The little boy and his sister, lived next to the German border, they often watched the trains go past, this was not a passenger train it was a cattle train this time. They heard people crying out, water, water.
Later they knew the people in the train were prisoners on the way to camps in Germany.
The little boy saw people being executed as some of the people were forced to watch.
He saw a hand sticking up in the dirt it was still moving, what could he do, he was only a little boy 8 years old.
I lost two of my immediate family members shot dead by the German's

The war broke out in ‘40. I was three years old, having been born in September of ‘37. “My dad went to Germany he would not be back for several years.
He went there out of his own free will, believing that he could do more for his family that way, before he would be forced to go.
My dad loved the German people and they loved him. (Not the Nazi’s)
Dad was able to send money home and other people who were later forced to go could not do this he also helped some German friends.
It was up to my mom now to take care of her two children my sister Greetje and I, and find food for us all.

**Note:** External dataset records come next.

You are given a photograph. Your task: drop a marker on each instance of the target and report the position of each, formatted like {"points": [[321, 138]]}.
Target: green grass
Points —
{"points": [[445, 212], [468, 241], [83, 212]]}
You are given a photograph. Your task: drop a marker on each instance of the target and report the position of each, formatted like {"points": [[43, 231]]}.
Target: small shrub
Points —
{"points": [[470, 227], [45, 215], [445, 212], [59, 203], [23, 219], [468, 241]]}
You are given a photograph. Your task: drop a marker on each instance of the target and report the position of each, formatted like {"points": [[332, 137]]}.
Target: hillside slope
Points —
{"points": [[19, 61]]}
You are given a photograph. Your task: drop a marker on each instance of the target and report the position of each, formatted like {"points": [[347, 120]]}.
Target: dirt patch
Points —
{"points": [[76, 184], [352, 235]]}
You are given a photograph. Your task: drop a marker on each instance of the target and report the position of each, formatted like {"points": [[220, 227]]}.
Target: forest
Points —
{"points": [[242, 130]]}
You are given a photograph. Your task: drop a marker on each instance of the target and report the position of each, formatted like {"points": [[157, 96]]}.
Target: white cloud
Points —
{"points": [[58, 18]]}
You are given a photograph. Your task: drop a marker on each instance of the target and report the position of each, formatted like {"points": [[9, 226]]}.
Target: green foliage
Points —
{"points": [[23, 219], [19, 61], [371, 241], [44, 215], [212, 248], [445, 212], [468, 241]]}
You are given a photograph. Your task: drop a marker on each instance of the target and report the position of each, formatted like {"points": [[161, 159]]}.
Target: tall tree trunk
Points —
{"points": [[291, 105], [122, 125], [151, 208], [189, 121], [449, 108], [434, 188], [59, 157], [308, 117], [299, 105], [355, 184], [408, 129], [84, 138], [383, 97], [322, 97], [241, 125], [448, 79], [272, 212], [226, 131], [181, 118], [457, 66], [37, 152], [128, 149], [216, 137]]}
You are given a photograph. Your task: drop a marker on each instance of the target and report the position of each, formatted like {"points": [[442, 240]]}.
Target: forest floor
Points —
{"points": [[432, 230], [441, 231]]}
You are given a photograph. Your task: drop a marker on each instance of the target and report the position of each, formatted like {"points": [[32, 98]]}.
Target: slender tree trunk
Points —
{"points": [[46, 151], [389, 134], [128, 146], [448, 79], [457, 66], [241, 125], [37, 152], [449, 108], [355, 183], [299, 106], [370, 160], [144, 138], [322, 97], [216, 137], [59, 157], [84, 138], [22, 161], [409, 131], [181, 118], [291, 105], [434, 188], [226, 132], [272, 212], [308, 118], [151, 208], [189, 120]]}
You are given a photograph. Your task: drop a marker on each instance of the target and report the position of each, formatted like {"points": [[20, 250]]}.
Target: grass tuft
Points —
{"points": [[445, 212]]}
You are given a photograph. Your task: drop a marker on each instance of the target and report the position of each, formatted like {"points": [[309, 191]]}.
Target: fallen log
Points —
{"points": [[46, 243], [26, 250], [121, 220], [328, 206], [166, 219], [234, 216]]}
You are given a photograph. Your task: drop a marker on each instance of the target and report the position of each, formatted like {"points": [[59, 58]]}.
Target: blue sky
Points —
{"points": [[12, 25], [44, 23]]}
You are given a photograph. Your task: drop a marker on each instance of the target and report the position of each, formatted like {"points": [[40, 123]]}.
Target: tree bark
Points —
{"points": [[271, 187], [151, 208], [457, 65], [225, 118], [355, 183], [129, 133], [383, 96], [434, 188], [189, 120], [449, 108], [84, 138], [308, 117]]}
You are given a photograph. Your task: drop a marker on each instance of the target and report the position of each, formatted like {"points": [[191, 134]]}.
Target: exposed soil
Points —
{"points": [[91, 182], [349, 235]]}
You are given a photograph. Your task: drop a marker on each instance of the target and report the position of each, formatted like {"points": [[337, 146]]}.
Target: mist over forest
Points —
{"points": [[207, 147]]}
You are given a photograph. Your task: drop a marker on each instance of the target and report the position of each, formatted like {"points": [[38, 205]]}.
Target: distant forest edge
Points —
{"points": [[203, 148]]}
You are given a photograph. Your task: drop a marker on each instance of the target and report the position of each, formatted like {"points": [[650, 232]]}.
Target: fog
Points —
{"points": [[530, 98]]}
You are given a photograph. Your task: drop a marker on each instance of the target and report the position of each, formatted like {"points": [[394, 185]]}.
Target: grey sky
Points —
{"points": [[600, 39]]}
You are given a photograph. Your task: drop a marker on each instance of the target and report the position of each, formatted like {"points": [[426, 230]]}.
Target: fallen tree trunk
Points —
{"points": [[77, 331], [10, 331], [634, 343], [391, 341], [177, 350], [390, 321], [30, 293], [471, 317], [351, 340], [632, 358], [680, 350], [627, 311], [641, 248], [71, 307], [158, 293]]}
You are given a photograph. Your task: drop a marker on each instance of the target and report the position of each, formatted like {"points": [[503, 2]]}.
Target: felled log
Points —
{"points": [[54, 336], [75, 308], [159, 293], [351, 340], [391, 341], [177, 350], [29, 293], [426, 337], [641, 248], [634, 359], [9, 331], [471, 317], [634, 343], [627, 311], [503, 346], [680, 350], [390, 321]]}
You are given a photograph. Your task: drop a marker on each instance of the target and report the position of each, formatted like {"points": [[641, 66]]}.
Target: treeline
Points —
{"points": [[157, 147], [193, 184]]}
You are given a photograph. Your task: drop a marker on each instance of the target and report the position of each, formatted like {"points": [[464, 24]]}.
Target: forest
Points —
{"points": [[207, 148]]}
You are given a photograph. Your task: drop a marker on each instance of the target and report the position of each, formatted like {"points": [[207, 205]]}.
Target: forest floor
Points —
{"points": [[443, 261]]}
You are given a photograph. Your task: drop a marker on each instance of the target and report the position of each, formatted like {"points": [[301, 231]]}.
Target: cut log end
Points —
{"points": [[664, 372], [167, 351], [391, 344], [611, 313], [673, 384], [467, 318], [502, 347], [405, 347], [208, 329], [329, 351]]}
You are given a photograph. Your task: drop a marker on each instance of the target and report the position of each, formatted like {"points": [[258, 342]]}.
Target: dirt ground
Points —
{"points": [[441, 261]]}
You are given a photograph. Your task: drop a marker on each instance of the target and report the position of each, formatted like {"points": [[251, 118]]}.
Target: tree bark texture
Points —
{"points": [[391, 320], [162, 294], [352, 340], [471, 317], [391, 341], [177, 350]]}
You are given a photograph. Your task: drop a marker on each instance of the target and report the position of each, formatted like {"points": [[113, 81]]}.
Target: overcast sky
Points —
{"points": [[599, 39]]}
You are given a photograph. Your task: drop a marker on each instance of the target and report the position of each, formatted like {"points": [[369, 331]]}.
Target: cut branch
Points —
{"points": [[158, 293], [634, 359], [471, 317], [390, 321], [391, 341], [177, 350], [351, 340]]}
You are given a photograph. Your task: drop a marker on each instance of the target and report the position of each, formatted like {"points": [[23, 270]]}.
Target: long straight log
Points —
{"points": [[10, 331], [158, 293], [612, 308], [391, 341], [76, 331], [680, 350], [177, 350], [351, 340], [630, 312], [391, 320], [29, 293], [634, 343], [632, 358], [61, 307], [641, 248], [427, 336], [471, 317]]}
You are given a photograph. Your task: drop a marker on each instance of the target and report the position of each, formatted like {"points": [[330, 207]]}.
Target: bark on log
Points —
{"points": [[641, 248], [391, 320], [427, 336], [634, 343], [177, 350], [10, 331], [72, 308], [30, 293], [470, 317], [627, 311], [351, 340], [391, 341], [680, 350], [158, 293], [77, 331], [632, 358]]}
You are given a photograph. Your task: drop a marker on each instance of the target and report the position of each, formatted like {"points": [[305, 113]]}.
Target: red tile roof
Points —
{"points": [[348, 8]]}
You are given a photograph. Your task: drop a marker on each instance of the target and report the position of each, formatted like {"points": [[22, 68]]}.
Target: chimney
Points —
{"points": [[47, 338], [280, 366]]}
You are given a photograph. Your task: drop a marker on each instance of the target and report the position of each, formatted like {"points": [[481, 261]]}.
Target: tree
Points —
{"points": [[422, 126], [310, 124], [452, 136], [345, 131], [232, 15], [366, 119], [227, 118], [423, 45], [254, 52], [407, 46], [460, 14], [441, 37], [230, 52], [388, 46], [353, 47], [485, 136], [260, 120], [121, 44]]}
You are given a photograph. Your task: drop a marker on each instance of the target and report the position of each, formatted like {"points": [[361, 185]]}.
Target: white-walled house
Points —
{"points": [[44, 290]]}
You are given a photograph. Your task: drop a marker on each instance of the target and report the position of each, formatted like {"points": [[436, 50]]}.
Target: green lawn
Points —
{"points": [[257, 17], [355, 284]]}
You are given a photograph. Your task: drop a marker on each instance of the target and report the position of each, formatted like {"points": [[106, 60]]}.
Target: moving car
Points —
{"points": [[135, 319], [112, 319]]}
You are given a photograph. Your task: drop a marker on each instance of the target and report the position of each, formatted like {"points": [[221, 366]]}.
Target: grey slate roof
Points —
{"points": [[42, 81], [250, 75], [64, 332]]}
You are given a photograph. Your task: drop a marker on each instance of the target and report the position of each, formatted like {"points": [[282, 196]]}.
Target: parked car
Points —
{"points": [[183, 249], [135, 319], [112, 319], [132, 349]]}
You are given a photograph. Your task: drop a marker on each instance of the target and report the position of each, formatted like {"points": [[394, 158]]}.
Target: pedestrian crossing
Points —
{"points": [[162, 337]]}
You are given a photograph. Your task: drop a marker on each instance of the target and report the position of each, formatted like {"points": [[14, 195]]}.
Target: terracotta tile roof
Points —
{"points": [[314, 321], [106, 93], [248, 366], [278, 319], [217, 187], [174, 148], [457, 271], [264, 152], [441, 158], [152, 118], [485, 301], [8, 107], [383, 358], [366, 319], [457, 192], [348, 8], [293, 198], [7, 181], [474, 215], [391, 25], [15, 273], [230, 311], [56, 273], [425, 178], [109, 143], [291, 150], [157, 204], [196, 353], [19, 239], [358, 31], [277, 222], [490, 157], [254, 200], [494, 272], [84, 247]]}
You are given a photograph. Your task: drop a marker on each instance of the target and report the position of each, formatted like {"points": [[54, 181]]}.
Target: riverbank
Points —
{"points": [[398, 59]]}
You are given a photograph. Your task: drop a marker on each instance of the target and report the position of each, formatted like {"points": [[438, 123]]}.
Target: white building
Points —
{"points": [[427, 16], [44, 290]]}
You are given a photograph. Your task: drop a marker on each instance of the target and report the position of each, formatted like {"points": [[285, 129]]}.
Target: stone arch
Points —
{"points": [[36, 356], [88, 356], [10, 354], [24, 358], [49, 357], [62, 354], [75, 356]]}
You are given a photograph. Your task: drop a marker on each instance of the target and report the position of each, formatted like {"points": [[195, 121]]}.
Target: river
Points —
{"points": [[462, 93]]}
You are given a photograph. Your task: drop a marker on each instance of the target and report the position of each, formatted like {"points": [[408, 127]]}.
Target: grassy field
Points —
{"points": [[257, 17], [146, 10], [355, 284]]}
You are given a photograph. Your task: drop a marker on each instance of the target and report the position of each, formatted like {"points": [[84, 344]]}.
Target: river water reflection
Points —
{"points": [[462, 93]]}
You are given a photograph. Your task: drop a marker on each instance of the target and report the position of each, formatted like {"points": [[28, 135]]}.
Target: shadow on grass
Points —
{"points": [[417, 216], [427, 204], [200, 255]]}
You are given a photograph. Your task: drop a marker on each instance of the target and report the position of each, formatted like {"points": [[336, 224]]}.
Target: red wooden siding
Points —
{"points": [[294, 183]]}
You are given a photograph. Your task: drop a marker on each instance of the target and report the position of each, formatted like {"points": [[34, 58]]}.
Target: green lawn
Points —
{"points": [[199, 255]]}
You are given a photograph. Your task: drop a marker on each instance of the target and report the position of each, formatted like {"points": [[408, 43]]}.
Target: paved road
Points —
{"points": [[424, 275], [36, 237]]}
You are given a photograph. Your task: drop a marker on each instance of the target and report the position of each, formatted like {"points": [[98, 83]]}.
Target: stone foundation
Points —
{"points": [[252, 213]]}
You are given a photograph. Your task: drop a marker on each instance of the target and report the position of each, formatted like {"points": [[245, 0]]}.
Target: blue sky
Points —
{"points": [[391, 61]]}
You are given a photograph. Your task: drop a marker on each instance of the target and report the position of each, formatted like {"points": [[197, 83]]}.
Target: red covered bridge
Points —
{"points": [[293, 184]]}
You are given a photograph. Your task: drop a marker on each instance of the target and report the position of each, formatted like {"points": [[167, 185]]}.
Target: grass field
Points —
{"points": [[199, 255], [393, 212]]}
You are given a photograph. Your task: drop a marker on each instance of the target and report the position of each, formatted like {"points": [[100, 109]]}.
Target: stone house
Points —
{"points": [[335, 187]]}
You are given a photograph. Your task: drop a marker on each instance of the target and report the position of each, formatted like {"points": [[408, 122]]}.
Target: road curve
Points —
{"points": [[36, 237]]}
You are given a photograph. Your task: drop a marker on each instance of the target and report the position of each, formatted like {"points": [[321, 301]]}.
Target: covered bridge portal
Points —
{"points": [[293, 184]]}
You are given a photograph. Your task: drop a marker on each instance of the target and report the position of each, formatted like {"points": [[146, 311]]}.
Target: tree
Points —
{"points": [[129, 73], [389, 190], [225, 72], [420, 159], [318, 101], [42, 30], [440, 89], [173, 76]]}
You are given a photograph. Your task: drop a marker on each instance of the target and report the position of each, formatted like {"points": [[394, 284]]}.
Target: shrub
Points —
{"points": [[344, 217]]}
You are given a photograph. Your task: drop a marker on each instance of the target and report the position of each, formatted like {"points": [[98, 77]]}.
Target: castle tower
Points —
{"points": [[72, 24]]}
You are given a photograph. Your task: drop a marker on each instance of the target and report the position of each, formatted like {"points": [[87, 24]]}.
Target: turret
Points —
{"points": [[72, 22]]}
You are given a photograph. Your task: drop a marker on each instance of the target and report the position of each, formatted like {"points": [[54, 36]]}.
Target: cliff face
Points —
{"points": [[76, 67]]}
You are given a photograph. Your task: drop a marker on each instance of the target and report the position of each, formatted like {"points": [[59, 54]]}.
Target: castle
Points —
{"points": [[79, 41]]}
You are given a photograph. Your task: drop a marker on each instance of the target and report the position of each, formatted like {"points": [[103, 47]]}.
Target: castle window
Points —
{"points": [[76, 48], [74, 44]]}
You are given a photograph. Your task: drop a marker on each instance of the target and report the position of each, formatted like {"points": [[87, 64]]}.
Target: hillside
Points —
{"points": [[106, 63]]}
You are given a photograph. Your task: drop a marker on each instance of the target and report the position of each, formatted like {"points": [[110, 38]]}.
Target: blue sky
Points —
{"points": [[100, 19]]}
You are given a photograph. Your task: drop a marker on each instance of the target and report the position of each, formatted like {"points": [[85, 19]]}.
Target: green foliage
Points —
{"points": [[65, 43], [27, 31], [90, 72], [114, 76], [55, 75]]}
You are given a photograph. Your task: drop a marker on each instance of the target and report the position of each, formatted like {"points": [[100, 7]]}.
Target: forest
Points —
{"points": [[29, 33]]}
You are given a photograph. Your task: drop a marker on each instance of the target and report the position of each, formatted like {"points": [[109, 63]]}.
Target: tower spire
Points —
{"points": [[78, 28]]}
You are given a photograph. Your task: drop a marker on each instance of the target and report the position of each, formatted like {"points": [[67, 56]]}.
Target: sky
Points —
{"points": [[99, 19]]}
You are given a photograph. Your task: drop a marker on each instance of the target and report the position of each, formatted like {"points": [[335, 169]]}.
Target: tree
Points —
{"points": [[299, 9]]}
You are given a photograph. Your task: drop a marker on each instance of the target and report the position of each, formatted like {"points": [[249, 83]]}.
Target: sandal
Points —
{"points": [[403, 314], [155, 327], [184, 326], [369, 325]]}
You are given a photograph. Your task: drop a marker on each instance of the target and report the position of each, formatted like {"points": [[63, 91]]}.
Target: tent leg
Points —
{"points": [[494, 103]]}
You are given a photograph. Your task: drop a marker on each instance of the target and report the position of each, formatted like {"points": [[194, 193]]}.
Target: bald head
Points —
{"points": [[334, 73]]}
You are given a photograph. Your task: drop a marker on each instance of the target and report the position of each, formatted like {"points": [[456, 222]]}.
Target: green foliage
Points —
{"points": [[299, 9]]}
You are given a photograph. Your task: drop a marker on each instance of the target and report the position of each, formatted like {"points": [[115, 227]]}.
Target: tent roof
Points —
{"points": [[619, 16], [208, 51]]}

Living in the North of Holland, only several hours away from the farmers, the first few years were not too bad for us, but that slowly changed. My mother had to sell her best linens, her gold watch and sewing machine for food.
The farmers did not care to receive money as it was worth nothing, so anything of value had to go.
A bottle of oil, a very valued commodity, would sell for $250.00 guilders.
My mother would bring home dried fish that stank something awful. We had to eat it anyway.
Looking back it still amazes me how resourceful people are when they have to be.
I would go to where coal was loaded onto trains, and take with me a small broom and dustpan and bring home coal dust. We would chew tar and turned it into chewing gum. It also whitens your teeth.

You could do the same with grain. We kids would go to where the grain was being loaded onto trains, and we would pick up what had fallen on the ground. It takes a long time to chew that grain, but believe me it will turn into gum.
Sometimes we were lucky and had a piece of real chewing gum. We kids would take some sugar to give it some flavor again after we had been chewing it for some time and all the flavors had left.
At night we wound it around the iron bed post.

If friends had gum and asked if you wanted to come out and play with them, you would tell them: “Sure if I can have your gum.” “Okay but only for awhile”
Later came bubble gum, and because of the sharing, we would all have sores around our mouth.
Would you like to know what happens to gum if you chew it for days? It crumples up into nothing. (It does take several days)

We may have been kids but we did things that were beyond our age.
We would climb onto trucks loaded with sugar beets, and throw them off the truck so people could make sugar.
I remember that one day I was about six years old, when I was sent shopping at the corner store for groceries. I could see from the store the school the Germans occupied, as it was around the corner of our street.
I saw a truck heaped high with coal. I saw no Germans, so I climbed onto that truck and started to shove the coal down.

What was amazing was how quickly people realized what was going on. They came with buckets and pails to scoop up what they could. When others took over from me to shovel more coal down, I ran home to tell mother at home to get some for us too.
The Germans let us be for a while they must have known what was going on. Most of them were mere boys.
We were also sustained by the soup kitchen. One of our neighbors called to say that there was meat in the soup that day. Quickly I was sent to get some of that good stuff. In the meantime, our neighbors had found the source of the meat, it was the tail of a mouse. I can't remember if we ate that soup.